Night sings naked above

Legendary American composer George Crumb records at Chico State

Chico State University received a real honor a couple of days before Thanksgiving, when George Crumb, perhaps the most famous American composer alive, visited its Performing Arts Center recording studio to cut a CD of some of his newest works.

The 73-year-old Crumb, whom critic David Burges refers to as “the best-known composer of his generation … [and as having] … won every major prize and honor” (including the Pulitzer Prize), came to town in search of Chico’s own formidable percussionist, David Colson, who joined Crumb’s entourage (soprano Tony Arnold, flutist Rachel Rudich, double bassist Stephan Tramontozzi and harpist Beverly Wesner-Hoehn) for the recording.

Crumb is a fabulously pictorial composer, so much so that even the stuffiest, opposed-to-anything-modern audience cannot help but be drawn into his world. He manipulates splotches, glissandos, twitterings and bursts of vocal and percussive sound in ways totally analogous to a more traditional composers’ manipulation of notes, so that one suddenly finds him- or herself listening to a totally engaging—if radically new—language and absolutely enjoying it.

Crumb has a delightful sense of humor (greater than that of any other composer I can call to mind), which frequently surfaces in his work—most especially in the “jewel” of his new CD, Madrigals, Books I-IV. These “madrigals” (there are 12 of them) are based on lines from the famous 20th-century Spanish poet, Federico García Lorca.

García Lorca (a non-political poet and dramatist who was nonetheless murdered during the course of the Spanish Civil War) wrote poetry filled to the brim with vivid visual and sound-enhanced images. So he and Crumb make a perfect match—both in method and, I think, in philosophy.
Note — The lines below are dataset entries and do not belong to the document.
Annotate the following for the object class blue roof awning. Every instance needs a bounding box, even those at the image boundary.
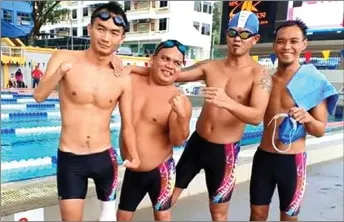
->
[1,19,28,38]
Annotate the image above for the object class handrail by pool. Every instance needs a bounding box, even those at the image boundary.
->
[1,110,119,120]
[1,103,60,110]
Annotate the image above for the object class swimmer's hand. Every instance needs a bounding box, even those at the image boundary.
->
[201,87,233,108]
[57,62,72,76]
[289,107,312,123]
[123,159,140,169]
[111,55,123,77]
[169,93,186,118]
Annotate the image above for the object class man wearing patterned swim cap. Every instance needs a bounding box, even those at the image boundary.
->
[129,11,271,221]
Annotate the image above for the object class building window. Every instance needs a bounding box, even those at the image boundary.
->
[159,18,167,31]
[2,9,13,23]
[49,30,55,39]
[202,23,210,35]
[133,24,137,32]
[160,1,167,8]
[72,28,78,36]
[82,26,88,36]
[194,22,199,31]
[203,2,212,14]
[194,1,202,12]
[17,12,31,25]
[82,8,88,17]
[151,21,155,32]
[72,9,77,19]
[124,1,131,12]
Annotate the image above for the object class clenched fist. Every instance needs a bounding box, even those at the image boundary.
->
[56,62,72,76]
[169,93,187,117]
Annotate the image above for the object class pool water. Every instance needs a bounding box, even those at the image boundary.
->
[1,93,338,183]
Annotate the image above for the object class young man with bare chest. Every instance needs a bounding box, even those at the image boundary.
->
[117,40,192,221]
[134,11,271,221]
[34,3,140,221]
[250,21,336,221]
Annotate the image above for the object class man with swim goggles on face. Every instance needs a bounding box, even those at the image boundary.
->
[34,2,140,221]
[117,40,192,221]
[133,11,271,221]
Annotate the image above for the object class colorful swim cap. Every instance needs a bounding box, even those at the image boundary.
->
[228,11,259,34]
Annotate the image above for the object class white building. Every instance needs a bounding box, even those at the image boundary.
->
[41,0,213,59]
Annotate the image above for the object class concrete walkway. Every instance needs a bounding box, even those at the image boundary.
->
[134,159,343,221]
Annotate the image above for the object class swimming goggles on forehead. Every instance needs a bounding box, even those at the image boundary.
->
[227,29,257,40]
[155,40,186,56]
[92,11,128,31]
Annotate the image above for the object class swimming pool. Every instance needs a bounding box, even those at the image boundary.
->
[1,91,342,183]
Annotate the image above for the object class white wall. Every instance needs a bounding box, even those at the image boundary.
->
[166,1,212,59]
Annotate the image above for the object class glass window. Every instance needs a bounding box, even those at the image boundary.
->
[159,18,167,31]
[194,22,199,31]
[2,9,13,23]
[202,23,210,35]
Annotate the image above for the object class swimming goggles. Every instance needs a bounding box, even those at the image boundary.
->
[155,40,186,56]
[92,11,129,32]
[227,29,257,40]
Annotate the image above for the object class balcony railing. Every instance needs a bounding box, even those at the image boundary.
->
[1,46,24,57]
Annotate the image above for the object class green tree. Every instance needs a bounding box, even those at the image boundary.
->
[28,0,69,45]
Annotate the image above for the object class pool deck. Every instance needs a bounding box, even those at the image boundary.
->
[1,131,343,221]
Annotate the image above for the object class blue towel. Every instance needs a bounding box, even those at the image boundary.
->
[287,64,338,114]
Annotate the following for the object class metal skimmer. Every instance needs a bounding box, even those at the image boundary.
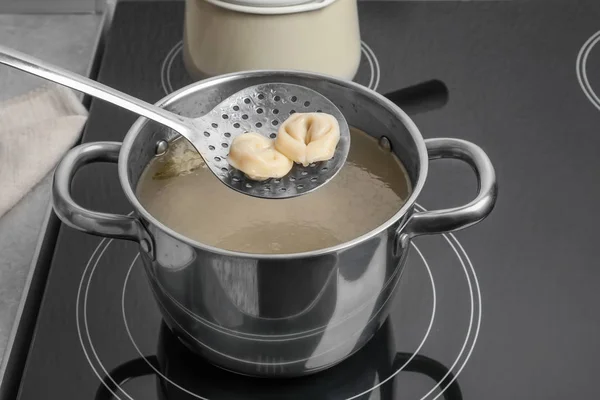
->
[0,46,350,199]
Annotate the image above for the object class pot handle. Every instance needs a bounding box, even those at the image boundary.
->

Both tend to look at life from a slightly detached and ironically humorous perspective, a perspective that, it might be said, takes life more seriously than many of the too-serious people engaged in it.
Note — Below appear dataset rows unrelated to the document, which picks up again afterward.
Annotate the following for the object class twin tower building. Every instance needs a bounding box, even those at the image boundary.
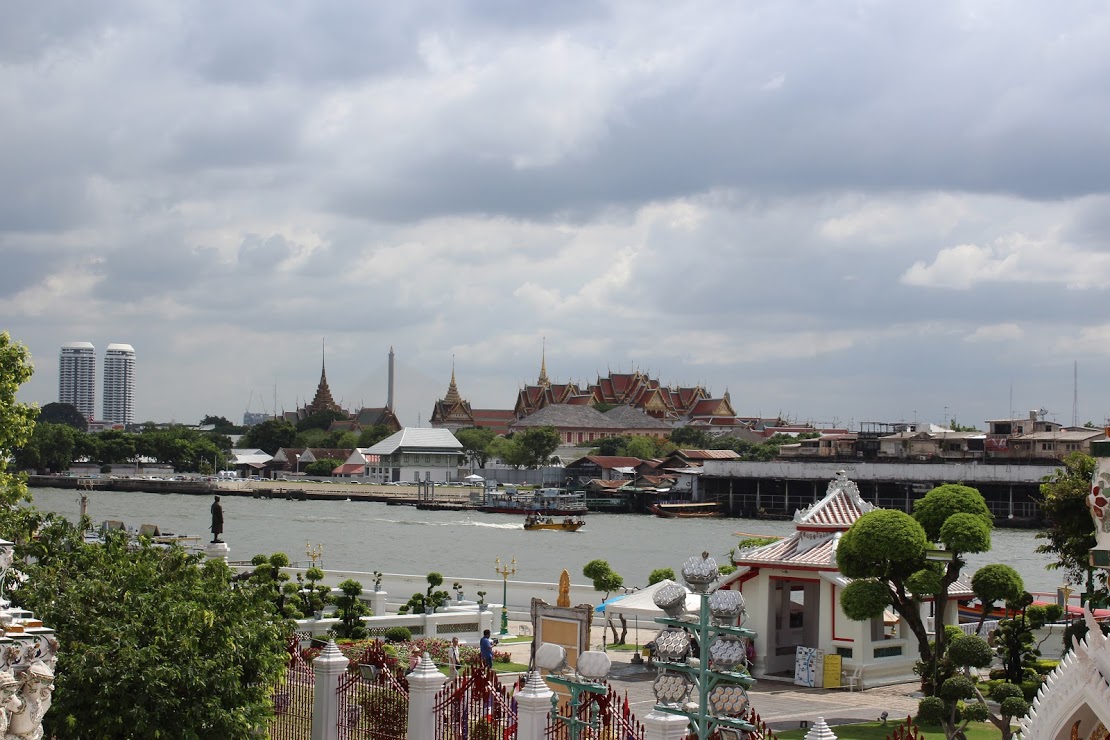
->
[58,342,135,424]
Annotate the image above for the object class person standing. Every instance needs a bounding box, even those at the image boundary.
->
[447,637,463,678]
[210,496,223,543]
[478,629,493,668]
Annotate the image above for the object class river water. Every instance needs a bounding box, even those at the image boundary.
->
[31,488,1061,592]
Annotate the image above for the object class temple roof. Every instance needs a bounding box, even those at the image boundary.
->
[794,470,875,531]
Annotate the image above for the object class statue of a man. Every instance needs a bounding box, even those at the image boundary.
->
[210,496,223,543]
[0,670,23,738]
[7,660,54,740]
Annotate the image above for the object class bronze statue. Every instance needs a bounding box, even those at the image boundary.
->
[209,496,223,543]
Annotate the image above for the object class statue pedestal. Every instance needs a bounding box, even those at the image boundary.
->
[204,543,231,562]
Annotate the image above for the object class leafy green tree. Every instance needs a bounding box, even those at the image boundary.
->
[335,578,370,640]
[487,435,527,468]
[359,424,393,447]
[36,402,89,432]
[240,419,296,455]
[918,633,1029,740]
[200,414,243,434]
[97,429,138,465]
[0,332,36,510]
[971,562,1026,635]
[1037,453,1106,587]
[14,422,79,473]
[16,518,292,740]
[301,457,343,476]
[296,408,351,432]
[296,566,333,617]
[837,484,993,673]
[248,553,305,619]
[513,426,562,468]
[397,571,451,615]
[670,426,713,449]
[455,426,497,468]
[582,560,628,645]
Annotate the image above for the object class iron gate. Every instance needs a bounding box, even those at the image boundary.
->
[335,640,408,740]
[544,682,645,740]
[435,663,516,740]
[270,635,316,740]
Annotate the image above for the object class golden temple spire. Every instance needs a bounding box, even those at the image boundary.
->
[536,336,552,386]
[443,355,463,404]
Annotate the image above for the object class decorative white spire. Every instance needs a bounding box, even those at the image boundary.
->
[806,717,836,740]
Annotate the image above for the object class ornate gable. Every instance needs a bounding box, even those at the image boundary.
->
[1020,609,1110,740]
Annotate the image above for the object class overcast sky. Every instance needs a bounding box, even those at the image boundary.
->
[0,0,1110,425]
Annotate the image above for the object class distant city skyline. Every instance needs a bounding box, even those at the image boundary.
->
[8,0,1110,426]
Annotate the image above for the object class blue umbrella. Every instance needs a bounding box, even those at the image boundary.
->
[594,594,628,614]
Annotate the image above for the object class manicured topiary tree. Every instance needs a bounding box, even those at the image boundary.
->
[918,635,1029,740]
[334,578,370,640]
[837,484,993,692]
[971,562,1026,635]
[582,560,628,645]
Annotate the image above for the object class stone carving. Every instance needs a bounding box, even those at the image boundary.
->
[4,660,54,740]
[0,671,23,738]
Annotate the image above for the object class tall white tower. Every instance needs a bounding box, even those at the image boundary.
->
[102,344,135,424]
[58,342,97,422]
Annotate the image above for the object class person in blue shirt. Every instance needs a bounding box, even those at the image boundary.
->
[478,630,493,668]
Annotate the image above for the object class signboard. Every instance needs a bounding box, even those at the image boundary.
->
[825,656,844,689]
[794,645,825,689]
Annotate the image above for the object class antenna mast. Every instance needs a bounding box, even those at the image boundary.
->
[1071,359,1079,426]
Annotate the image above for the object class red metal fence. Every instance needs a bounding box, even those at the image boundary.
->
[435,665,516,740]
[270,635,316,740]
[544,683,645,740]
[335,640,408,740]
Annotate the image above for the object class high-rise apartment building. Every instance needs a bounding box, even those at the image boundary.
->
[58,342,97,420]
[102,344,135,424]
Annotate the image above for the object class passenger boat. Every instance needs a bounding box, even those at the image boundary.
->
[647,501,725,519]
[477,488,586,516]
[524,515,586,531]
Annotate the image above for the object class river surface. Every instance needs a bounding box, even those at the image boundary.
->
[23,488,1062,592]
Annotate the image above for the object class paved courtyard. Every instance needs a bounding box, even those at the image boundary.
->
[498,630,918,730]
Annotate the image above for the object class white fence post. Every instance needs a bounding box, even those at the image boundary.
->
[516,671,555,740]
[408,652,447,740]
[640,710,689,740]
[312,640,351,740]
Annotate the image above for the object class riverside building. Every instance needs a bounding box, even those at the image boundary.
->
[58,342,97,420]
[102,344,135,424]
One can see this mixture of irony, humor and visual intensity in many of the single lines on which Crumb bases his music: “The dead wear mossy wings"; “Night sings naked above the bridges of March"; “Through my hands’ violet shadow, your body was an archangel, cold.”

An example of how this works might be found in Crumb’s treatment of García Lorca’s, “La muerte entra y salida de la taberna” (Death goes in and out of the tavern). In Crumb’s arrangement, the flute does an opening-door squeal, which is followed by the jingling of beads. Then this happens again. Clearly, Death has come and gone. Has he taken someone? Has he merely dropped in for a drink? Who knows? But then, Death is like that.
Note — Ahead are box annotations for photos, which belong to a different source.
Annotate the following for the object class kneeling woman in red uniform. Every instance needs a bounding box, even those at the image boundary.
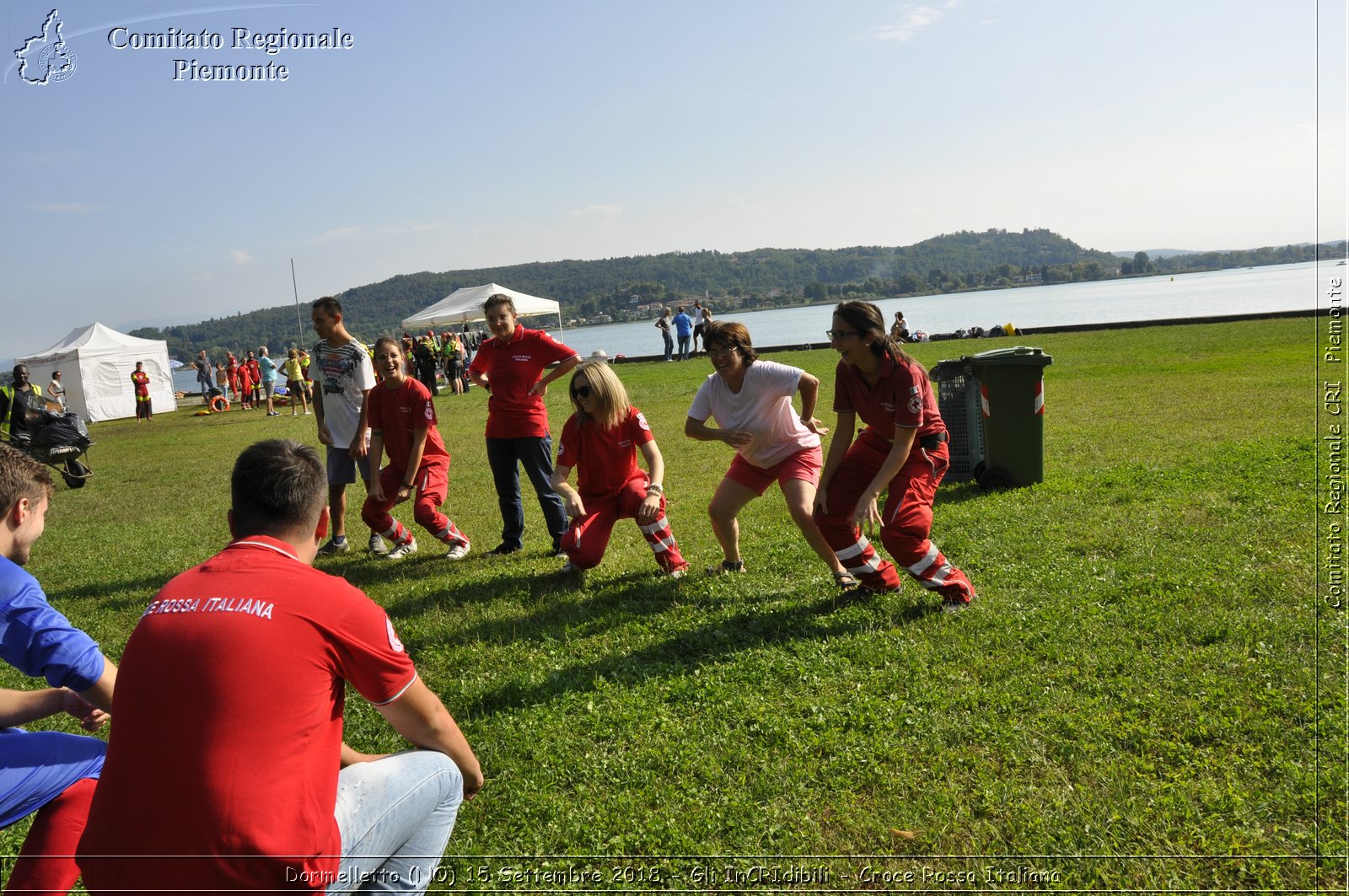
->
[814,303,974,611]
[551,360,688,579]
[360,336,470,560]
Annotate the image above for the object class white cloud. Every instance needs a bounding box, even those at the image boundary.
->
[29,202,104,215]
[872,0,958,43]
[309,224,366,243]
[567,204,623,223]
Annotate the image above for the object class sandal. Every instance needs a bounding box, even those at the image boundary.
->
[834,570,862,591]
Multiply this by 12, and you have some sense of Crumb’s totally engaging collection of sound-images: syllables bounced about by Ms. Arnold’s exquisitely accurate soprano voice, wood blocks galloping down to the river, a “shshsh” of wind whispered through a vibraphone of raindrops, the spooky whispering of the aforementioned “mossy wings,” a double-stopped string bass watching, like Death.

Absolutely incredible stuff! Go buy the CD when it comes out in March. And remember, it happened here.